This tale of AI and lost love may feel familiar, but manages to distinguish itself with solid execution.
Archive is the second theatrically released science fiction film this year to grapple with using AI to replace a lost love. The first, the largely listless Keanu Reeves flick Replicas, failed at both story telling and money making. Archive, from first time feature film director Gavin Rothery, succeeds at creating an engaging and emotionally compelling story, even if it sometimes feels like a song we’ve heard before.
Archive (2020)
George (Theo James) toils away at a remote robotics laboratory in the wilderness of northern Japan. The only human inhabitant of the fortress complex, he attempts to perfect his line of robotic companions. With rival corporations, rogue agents, and a cutthroat boss at his heels, he races the clock to create an AI capable of recreating human consciousness…a very specific human consciousness.

Not Working in a Vacuum.
Archive joins a growing list of highly polished, deeply philosophical science fiction thrillers. The setting and camera work are deeply reminiscent of Alex Garland’s opus, Ex Machina. The use of flashback and unreliable narration reminded me of Denis Villeneuve’s Arrival. While Archive may not dive quite so deeply into introspection as those films, it is a welcome addition to the category.
The Droids You Were Looking For?
Rothery, who worked as a visual artist on the excellent science fiction film Moon, seems to relish dropping Easter eggs by the basket into his film. The first robotic assistant looks very much like the gonk droid from Star Wars, and at one point George pulls out a set of binoculars nearly identical to Luke Skywalker’s from A New Hope. The interior of the facility feels like the more colorful sibling of the Nostromo in Alien.
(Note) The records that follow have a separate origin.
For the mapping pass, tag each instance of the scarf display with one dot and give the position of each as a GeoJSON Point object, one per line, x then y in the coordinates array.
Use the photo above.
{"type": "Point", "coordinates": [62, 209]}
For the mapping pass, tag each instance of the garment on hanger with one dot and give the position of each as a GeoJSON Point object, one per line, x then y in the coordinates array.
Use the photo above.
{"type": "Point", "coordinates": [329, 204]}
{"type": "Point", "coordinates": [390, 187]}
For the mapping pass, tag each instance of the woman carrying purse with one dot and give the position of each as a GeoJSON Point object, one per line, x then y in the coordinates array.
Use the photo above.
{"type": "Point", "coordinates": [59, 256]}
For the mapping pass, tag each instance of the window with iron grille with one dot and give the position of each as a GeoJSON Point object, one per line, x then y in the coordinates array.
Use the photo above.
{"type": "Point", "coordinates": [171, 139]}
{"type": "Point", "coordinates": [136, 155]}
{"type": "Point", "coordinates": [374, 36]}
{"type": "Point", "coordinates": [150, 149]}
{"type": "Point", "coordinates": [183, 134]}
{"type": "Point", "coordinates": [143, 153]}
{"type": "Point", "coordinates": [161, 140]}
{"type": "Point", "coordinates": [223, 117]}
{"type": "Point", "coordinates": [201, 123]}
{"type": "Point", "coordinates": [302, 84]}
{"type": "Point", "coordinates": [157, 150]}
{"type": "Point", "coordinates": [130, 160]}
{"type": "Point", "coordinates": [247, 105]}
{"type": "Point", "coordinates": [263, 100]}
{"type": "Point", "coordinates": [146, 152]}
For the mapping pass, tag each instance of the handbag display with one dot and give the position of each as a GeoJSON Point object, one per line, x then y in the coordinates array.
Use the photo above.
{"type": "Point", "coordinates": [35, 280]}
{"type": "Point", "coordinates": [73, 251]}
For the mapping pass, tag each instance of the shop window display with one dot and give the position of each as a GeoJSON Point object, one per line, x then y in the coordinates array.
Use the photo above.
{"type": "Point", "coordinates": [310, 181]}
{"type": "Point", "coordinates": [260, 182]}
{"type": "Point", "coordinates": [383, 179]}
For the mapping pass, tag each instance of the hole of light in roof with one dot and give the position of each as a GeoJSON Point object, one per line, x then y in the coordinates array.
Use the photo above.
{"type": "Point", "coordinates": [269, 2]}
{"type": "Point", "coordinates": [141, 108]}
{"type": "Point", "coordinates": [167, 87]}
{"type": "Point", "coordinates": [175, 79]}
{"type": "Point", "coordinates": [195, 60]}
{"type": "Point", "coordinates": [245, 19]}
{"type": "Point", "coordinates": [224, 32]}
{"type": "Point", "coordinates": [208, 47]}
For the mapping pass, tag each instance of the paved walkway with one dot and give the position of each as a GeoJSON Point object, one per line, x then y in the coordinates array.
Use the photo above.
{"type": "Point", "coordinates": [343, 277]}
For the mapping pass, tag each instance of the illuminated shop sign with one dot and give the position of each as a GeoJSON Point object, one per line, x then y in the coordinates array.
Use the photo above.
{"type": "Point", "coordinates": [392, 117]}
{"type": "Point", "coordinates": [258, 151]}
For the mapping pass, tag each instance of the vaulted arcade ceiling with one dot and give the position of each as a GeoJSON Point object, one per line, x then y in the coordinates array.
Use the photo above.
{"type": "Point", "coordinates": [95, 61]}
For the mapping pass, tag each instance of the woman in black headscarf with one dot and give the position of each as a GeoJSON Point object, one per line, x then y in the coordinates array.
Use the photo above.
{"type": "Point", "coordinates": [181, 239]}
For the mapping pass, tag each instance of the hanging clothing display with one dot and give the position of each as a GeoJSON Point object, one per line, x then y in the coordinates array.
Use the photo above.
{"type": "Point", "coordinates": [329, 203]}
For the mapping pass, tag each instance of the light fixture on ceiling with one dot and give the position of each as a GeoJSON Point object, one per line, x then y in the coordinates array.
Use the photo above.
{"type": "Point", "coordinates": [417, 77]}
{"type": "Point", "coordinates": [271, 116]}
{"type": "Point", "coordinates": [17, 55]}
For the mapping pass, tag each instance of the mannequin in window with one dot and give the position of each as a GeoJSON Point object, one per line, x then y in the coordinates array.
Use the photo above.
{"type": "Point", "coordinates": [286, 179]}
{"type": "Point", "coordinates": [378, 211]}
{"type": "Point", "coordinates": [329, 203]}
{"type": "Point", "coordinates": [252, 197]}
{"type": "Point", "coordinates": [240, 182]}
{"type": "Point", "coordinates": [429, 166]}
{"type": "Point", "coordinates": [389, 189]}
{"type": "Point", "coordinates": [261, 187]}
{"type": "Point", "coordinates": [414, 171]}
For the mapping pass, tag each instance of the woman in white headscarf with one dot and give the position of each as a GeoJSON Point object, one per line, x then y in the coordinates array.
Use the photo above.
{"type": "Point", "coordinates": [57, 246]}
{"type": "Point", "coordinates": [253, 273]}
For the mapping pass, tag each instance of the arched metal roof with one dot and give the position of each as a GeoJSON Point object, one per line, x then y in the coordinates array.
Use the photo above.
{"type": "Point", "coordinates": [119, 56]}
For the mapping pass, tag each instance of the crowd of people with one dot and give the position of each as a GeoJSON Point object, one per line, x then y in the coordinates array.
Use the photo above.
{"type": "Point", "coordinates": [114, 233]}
The one scene set outside of the wilderness facility takes place in a Japanese bar ripped from Blade Runner. Fans of the big hitters in the sci-fi genre are going to wear out their pause buttons re watching Archive for its homages.

Themes
Besides impeccable visuals, Archive has quite a few thematic elements common to famous science fiction. The corporations of the film’s world are essentially nation-states, conducting soft and hard diplomacy against each other. This leads to social critiques of all manners, though it doesn’t carry it as far forward as films such as Elysium or Upgrade does.
(Spoilers!)
The biggest theme is cheating death. In the future, we see that human consciousness can be stored on massive machines after death. The downside is that they are corporate owned and only have so much capacity – eventually they break down and the mind inside evaporates. In this case, the mind is George’s dead wife, Jules (Stacy Martin).
Archive does a triple dance when it comes to the transgression against mortality George engages in. First, we are shown that Jules flatly rejects the idea of living on after death. If she’s in the box, then George has nakedly violated her will.
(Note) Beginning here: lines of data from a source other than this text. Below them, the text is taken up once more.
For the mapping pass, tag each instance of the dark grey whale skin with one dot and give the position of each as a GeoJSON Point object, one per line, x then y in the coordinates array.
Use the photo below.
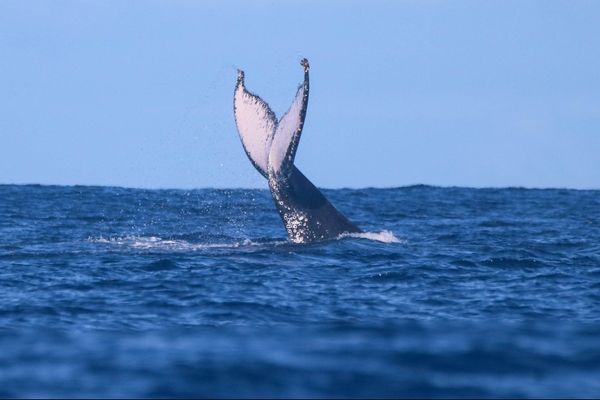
{"type": "Point", "coordinates": [306, 214]}
{"type": "Point", "coordinates": [296, 195]}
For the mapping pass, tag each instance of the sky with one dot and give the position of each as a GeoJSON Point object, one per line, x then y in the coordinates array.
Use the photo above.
{"type": "Point", "coordinates": [451, 93]}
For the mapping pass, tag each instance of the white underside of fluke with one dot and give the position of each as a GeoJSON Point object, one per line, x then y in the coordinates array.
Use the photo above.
{"type": "Point", "coordinates": [269, 143]}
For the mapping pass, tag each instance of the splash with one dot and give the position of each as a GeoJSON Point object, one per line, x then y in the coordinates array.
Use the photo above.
{"type": "Point", "coordinates": [384, 236]}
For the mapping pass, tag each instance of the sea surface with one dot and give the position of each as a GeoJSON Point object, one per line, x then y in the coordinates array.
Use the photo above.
{"type": "Point", "coordinates": [453, 292]}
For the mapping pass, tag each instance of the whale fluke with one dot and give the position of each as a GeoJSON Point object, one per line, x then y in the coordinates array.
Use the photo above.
{"type": "Point", "coordinates": [271, 146]}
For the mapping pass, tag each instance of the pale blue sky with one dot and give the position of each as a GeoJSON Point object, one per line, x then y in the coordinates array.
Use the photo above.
{"type": "Point", "coordinates": [139, 93]}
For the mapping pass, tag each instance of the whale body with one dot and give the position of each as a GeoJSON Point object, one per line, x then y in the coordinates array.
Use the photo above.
{"type": "Point", "coordinates": [271, 146]}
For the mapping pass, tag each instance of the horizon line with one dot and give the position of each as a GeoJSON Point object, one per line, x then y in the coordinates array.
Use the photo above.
{"type": "Point", "coordinates": [407, 186]}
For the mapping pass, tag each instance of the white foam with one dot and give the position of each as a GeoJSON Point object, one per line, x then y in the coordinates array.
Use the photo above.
{"type": "Point", "coordinates": [384, 236]}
Second, each of the robots George creates has fragments of Jules’ personality…but not her actual upload. Each progresses to a different level of growth: the J1 is little more than a child, while the J2 is an increasingly petulant teenager (for good reason, we find), and the new J3 is a fully adult version of Jules. George has essentially created three new lives to fulfill his need to have Jules back.
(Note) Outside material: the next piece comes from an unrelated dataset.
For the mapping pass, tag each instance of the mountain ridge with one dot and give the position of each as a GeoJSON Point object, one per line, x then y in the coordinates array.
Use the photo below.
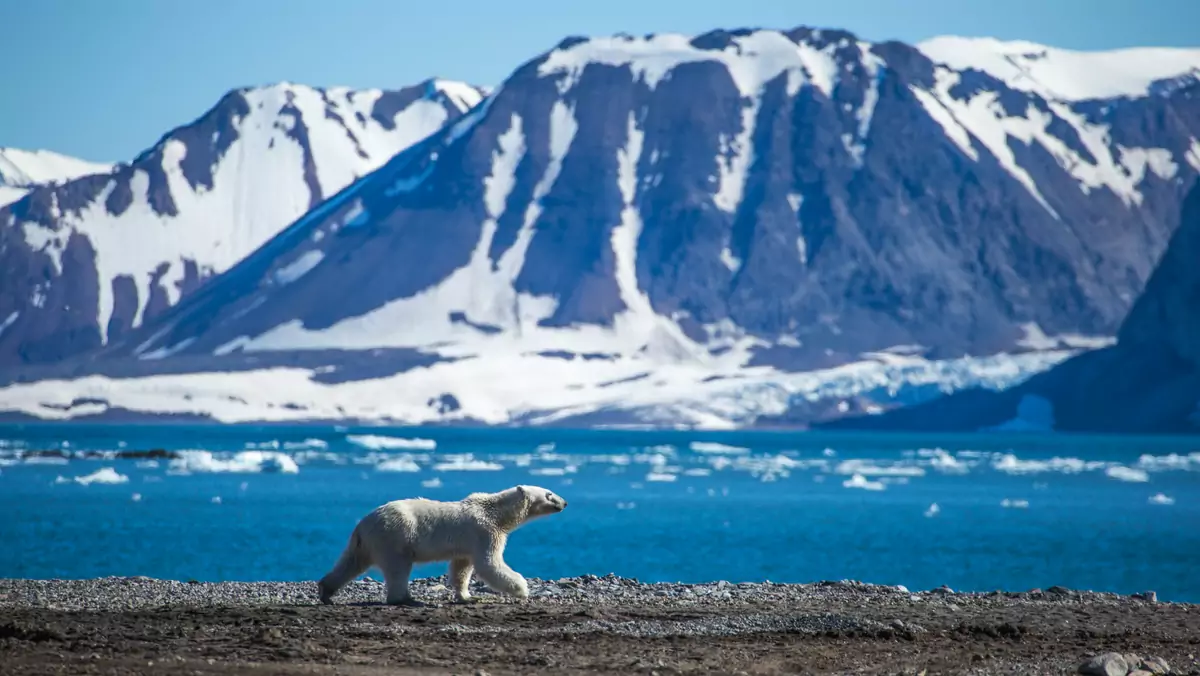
{"type": "Point", "coordinates": [591, 239]}
{"type": "Point", "coordinates": [191, 205]}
The third, and thorniest element, is that we only learn that the real Jules is in the box AFTER we meet the J series. That flips the equation violently: it was bad that George was creating a lab-grown copy of his dead wife to play house with. It’s horrific that he’s planning on wiping J3’s mind to insert his dead wife into her, against both of their wills.
(End Spoilers)
In Summary.
Archive brings up a lot of interesting questions about near future technology and human society. Some of it gets a thoughtful and engaging treatment, while some it seems to be merely passing by. Normally, loose ends would frustrate me, but I found Rothery’s world-building to be such that it felt natural. This is a big thought experiment, set into a rather well imagined simulation of a future world. There are going to be incidental ideas and implications in this setting, and they help develop the story instead of side-track it.
There are a few bumps in the road. Both characters we meet from George’s company are a bit over the top, especially the scenery-chewing security chief. The film also doesn’t grapple with the gender politics of its central theme, except by flinging a late twist at the audience that may wrong-headedly be meant to diffuse this criticism.

At the end of the day, I found Archive to be well made and engaging. It’s not the first film to explore these ideas, but it does a good job with them. The acting of our two mains stands out, since they have quite a lot on their shoulders: George being virtually alone for most of the film, and Jules because of the fraught situation she is born into (Stacy Martin plays all three robots and the human Jules, so that’s four characters worth of drama to embody!)
If you’ve enjoyed the bonanza of thoughtful hard science fiction coming out of Hollywood lately, Archive will be a good addition to your library.